If only he had been lucid, if only he could come up with a credible lie… But how could Farley have done such a thing? And Thomas? How long had he been hiding with the Scarlet Guard? Not that it mattered. He wouldn’t be able to watch while they tortured him, screaming in pain. Perhaps Thomas believed he knew the suffering, after the front, but among the silvers things weren’t so simple and suffering was a relative concept, because for them the reds weren’t people, but only sacrificial pawns, toys that once broken were replaced. It seemed that Thomas could read his thoughts while he looked at him with those piercing green eyes. Even in that horrible place, they shone. It was perhaps what attracted him more, that spark of life that others didn’t have. Everyone on the front seemed to have lost hope, but not Thomas: he believed he would come out alive, and for this Maven was pushed toward him like iron with a magnet. Because he was the first to not feel alive, he was the one who didn’t see a light at the end of the tunnel that was his life, but Thomas seemed to see it for him. And in that situation, despite, eventually, his brother would come to torture him too, Thomas silently swore to him that he would lie to him, that even if they had frozen his blood in his veins, and had torn and cured him to exhaustion, a word wouldn’t have come out of his lips.

“You don’t need to watch the scene.” Maven muttered, turning to Mare, but above all to have an excuse not to hear Thomas screams, not to add that sound to the terrible nightmares he already had. Yet he couldn’t abandon him, not now that he had found him. Mare shifted him angrily and kept her gaze on Kilorn. Even Maven was unable to stop looking at Thomas.

“Let her look.” croaked Evangeline. She seemed to take pleasure in their malaise. “So she learns to treat reds as friends.”

When she said it, however, she didn’t look at Mare, but at him. What did the magnetron know? Maven froze as he watched her spread the bars of the cell with a wave of her hand. With a white finger, she pointed to Farley.

“Start with her, cut her apart.” she said to the sentry, who nodded, grabbed Farley by the wrist and dragged her out of the cell, regardless of her pain. The bars closed behind her, trapping the others back inside.
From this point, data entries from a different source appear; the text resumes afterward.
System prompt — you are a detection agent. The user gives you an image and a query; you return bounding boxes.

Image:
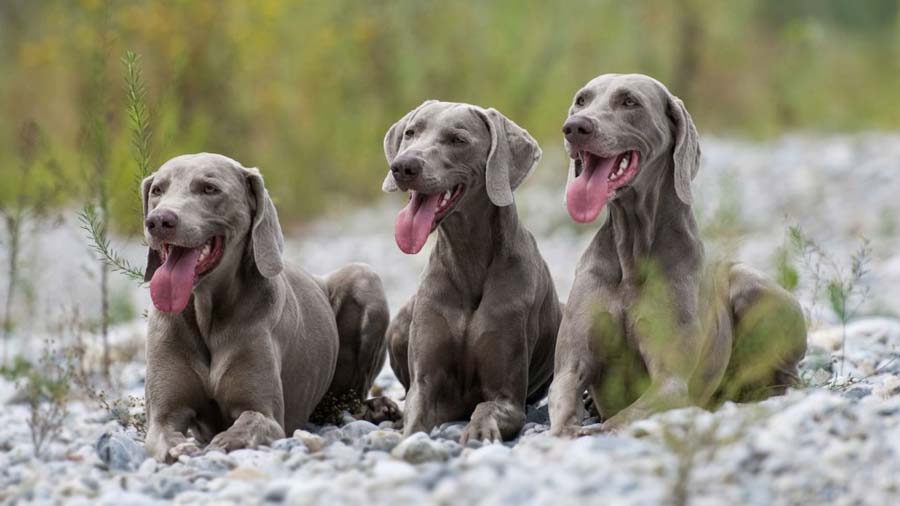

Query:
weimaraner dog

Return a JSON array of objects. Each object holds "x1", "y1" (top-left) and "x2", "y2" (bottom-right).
[
  {"x1": 142, "y1": 153, "x2": 389, "y2": 461},
  {"x1": 383, "y1": 101, "x2": 561, "y2": 444},
  {"x1": 550, "y1": 74, "x2": 806, "y2": 435}
]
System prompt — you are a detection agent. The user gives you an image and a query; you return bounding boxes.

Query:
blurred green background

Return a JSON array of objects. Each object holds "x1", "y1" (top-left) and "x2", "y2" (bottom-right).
[{"x1": 0, "y1": 0, "x2": 900, "y2": 231}]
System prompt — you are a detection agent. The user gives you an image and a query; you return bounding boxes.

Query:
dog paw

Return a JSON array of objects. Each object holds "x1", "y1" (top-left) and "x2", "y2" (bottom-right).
[
  {"x1": 459, "y1": 417, "x2": 503, "y2": 446},
  {"x1": 361, "y1": 396, "x2": 403, "y2": 425},
  {"x1": 206, "y1": 431, "x2": 252, "y2": 453},
  {"x1": 166, "y1": 441, "x2": 200, "y2": 462}
]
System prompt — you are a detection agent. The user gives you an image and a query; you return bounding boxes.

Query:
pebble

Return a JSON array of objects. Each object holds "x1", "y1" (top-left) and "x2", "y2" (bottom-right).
[
  {"x1": 391, "y1": 432, "x2": 450, "y2": 464},
  {"x1": 96, "y1": 432, "x2": 147, "y2": 471}
]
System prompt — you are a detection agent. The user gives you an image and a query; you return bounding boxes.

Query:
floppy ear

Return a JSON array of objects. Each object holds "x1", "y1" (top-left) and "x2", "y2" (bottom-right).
[
  {"x1": 243, "y1": 168, "x2": 284, "y2": 278},
  {"x1": 668, "y1": 93, "x2": 700, "y2": 205},
  {"x1": 141, "y1": 175, "x2": 162, "y2": 283},
  {"x1": 381, "y1": 100, "x2": 436, "y2": 193},
  {"x1": 475, "y1": 108, "x2": 541, "y2": 207}
]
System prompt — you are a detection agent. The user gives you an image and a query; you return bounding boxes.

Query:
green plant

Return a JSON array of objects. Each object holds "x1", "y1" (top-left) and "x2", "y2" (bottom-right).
[
  {"x1": 0, "y1": 341, "x2": 74, "y2": 458},
  {"x1": 79, "y1": 41, "x2": 152, "y2": 379},
  {"x1": 0, "y1": 121, "x2": 64, "y2": 364},
  {"x1": 788, "y1": 225, "x2": 872, "y2": 376}
]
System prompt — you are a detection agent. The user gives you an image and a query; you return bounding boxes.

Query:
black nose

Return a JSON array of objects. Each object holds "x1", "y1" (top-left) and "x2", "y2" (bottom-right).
[
  {"x1": 144, "y1": 209, "x2": 178, "y2": 239},
  {"x1": 391, "y1": 155, "x2": 422, "y2": 183},
  {"x1": 563, "y1": 116, "x2": 594, "y2": 143}
]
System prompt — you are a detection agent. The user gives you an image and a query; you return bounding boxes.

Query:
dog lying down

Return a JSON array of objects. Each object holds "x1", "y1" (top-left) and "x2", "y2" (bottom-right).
[
  {"x1": 383, "y1": 101, "x2": 560, "y2": 444},
  {"x1": 142, "y1": 153, "x2": 399, "y2": 461}
]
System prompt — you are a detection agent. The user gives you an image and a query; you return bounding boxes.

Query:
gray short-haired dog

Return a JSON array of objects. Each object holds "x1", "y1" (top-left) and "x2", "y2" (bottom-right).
[
  {"x1": 383, "y1": 101, "x2": 560, "y2": 444},
  {"x1": 550, "y1": 74, "x2": 806, "y2": 434},
  {"x1": 142, "y1": 153, "x2": 395, "y2": 461}
]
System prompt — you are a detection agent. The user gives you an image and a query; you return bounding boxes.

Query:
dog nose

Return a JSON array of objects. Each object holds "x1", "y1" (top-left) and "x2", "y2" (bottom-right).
[
  {"x1": 563, "y1": 116, "x2": 594, "y2": 143},
  {"x1": 144, "y1": 209, "x2": 178, "y2": 239},
  {"x1": 391, "y1": 156, "x2": 422, "y2": 183}
]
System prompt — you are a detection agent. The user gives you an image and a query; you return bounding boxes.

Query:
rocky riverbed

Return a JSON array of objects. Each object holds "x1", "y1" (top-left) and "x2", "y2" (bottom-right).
[{"x1": 0, "y1": 134, "x2": 900, "y2": 505}]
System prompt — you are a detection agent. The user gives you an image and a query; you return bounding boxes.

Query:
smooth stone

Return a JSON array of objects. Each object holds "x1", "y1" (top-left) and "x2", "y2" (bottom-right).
[
  {"x1": 391, "y1": 432, "x2": 450, "y2": 464},
  {"x1": 96, "y1": 432, "x2": 147, "y2": 471},
  {"x1": 372, "y1": 460, "x2": 418, "y2": 484},
  {"x1": 341, "y1": 420, "x2": 378, "y2": 440},
  {"x1": 431, "y1": 422, "x2": 466, "y2": 443},
  {"x1": 363, "y1": 430, "x2": 403, "y2": 452},
  {"x1": 294, "y1": 429, "x2": 328, "y2": 453}
]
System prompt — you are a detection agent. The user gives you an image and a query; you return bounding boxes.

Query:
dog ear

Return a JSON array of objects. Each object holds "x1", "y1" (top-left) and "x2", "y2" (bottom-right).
[
  {"x1": 668, "y1": 93, "x2": 700, "y2": 205},
  {"x1": 141, "y1": 174, "x2": 162, "y2": 283},
  {"x1": 243, "y1": 167, "x2": 284, "y2": 278},
  {"x1": 381, "y1": 100, "x2": 436, "y2": 193},
  {"x1": 475, "y1": 108, "x2": 541, "y2": 207}
]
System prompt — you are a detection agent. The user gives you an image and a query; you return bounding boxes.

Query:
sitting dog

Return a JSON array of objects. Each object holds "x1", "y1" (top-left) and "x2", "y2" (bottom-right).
[
  {"x1": 383, "y1": 101, "x2": 561, "y2": 444},
  {"x1": 142, "y1": 153, "x2": 390, "y2": 461},
  {"x1": 550, "y1": 74, "x2": 806, "y2": 435}
]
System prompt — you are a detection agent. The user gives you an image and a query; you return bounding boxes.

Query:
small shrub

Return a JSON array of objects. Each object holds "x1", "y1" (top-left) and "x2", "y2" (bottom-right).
[
  {"x1": 0, "y1": 341, "x2": 73, "y2": 458},
  {"x1": 788, "y1": 226, "x2": 872, "y2": 376}
]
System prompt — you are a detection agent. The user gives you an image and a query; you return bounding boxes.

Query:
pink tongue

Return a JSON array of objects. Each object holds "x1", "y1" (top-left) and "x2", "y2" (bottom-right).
[
  {"x1": 394, "y1": 192, "x2": 441, "y2": 255},
  {"x1": 566, "y1": 154, "x2": 616, "y2": 223},
  {"x1": 150, "y1": 246, "x2": 200, "y2": 313}
]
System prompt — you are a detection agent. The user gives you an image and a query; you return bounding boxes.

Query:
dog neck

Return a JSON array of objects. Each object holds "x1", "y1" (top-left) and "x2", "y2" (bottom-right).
[
  {"x1": 594, "y1": 156, "x2": 703, "y2": 284},
  {"x1": 429, "y1": 189, "x2": 520, "y2": 294},
  {"x1": 182, "y1": 241, "x2": 274, "y2": 345}
]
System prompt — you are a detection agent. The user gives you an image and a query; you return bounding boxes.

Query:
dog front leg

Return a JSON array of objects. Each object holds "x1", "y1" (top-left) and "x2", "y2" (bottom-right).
[
  {"x1": 144, "y1": 408, "x2": 200, "y2": 463},
  {"x1": 582, "y1": 322, "x2": 700, "y2": 434},
  {"x1": 208, "y1": 410, "x2": 284, "y2": 452},
  {"x1": 548, "y1": 305, "x2": 597, "y2": 437}
]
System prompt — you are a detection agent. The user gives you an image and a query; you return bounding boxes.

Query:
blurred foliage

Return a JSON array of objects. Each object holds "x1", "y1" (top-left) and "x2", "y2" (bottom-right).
[{"x1": 0, "y1": 0, "x2": 900, "y2": 230}]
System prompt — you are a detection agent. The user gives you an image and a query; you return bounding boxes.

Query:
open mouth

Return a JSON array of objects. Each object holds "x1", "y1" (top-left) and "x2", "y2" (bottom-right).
[
  {"x1": 566, "y1": 151, "x2": 640, "y2": 223},
  {"x1": 150, "y1": 236, "x2": 225, "y2": 313},
  {"x1": 394, "y1": 184, "x2": 466, "y2": 255}
]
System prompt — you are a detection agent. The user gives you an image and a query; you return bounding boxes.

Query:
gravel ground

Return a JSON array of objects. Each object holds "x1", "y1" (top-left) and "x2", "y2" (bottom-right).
[{"x1": 0, "y1": 134, "x2": 900, "y2": 505}]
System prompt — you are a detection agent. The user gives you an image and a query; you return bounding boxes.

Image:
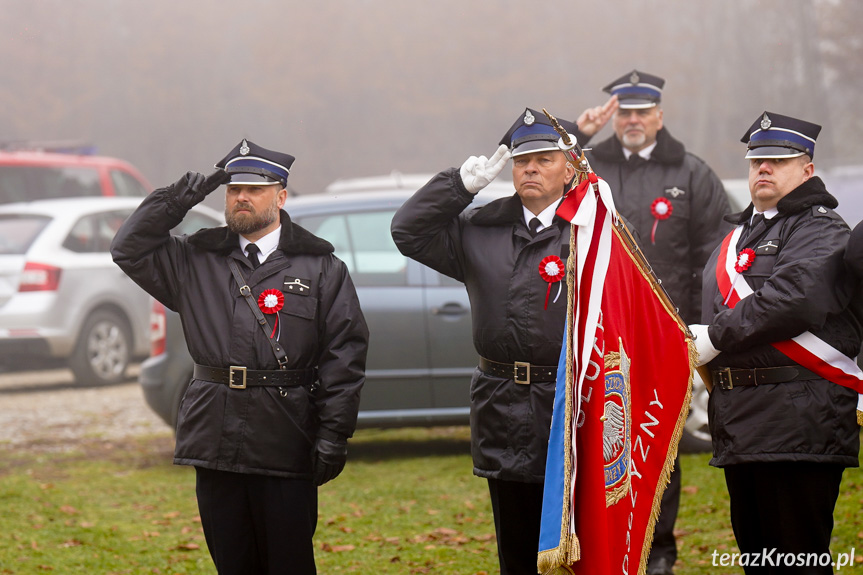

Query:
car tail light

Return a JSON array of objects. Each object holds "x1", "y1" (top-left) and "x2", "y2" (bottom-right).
[
  {"x1": 150, "y1": 300, "x2": 167, "y2": 357},
  {"x1": 18, "y1": 262, "x2": 61, "y2": 291}
]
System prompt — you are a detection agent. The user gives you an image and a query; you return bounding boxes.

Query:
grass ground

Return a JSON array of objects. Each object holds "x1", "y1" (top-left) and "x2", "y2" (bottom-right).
[{"x1": 0, "y1": 428, "x2": 863, "y2": 575}]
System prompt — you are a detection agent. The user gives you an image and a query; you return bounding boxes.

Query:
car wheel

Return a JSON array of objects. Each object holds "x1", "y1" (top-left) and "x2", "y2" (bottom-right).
[
  {"x1": 69, "y1": 310, "x2": 132, "y2": 385},
  {"x1": 680, "y1": 372, "x2": 713, "y2": 453}
]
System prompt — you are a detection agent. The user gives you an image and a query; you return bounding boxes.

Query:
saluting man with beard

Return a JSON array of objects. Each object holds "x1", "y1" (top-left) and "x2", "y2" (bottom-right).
[{"x1": 111, "y1": 140, "x2": 368, "y2": 575}]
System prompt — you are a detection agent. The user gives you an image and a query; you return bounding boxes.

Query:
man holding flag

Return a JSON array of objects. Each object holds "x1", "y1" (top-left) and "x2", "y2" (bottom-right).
[{"x1": 690, "y1": 112, "x2": 863, "y2": 573}]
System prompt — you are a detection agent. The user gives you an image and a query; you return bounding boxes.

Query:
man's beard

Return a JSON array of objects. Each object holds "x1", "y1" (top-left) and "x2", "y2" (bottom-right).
[
  {"x1": 623, "y1": 132, "x2": 647, "y2": 149},
  {"x1": 225, "y1": 201, "x2": 279, "y2": 235}
]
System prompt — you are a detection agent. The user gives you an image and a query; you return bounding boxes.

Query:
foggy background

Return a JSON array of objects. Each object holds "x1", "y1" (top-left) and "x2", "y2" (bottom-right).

Walsh and Kilorn rushed toward the metal bars, both the portrait of fear, while Thomas didn’t move. He knew what would happen, he knew that eventually his turn would come, and he knew that there was no way to escape, not from there, not at that moment. Maven felt a sense of pride in his stoicism: he showed no fear, just like a true leader. Just like Farley, kneeling, with her mouth closed and her teeth tight, ready to die in silence.

“Start from the arm.” Cal ordered, and Maven didn’t need to see the little red circles appear on the girl’s white skin to know what the Gliacon sentinel was doing. Even Mare, at a certain point, had to look away.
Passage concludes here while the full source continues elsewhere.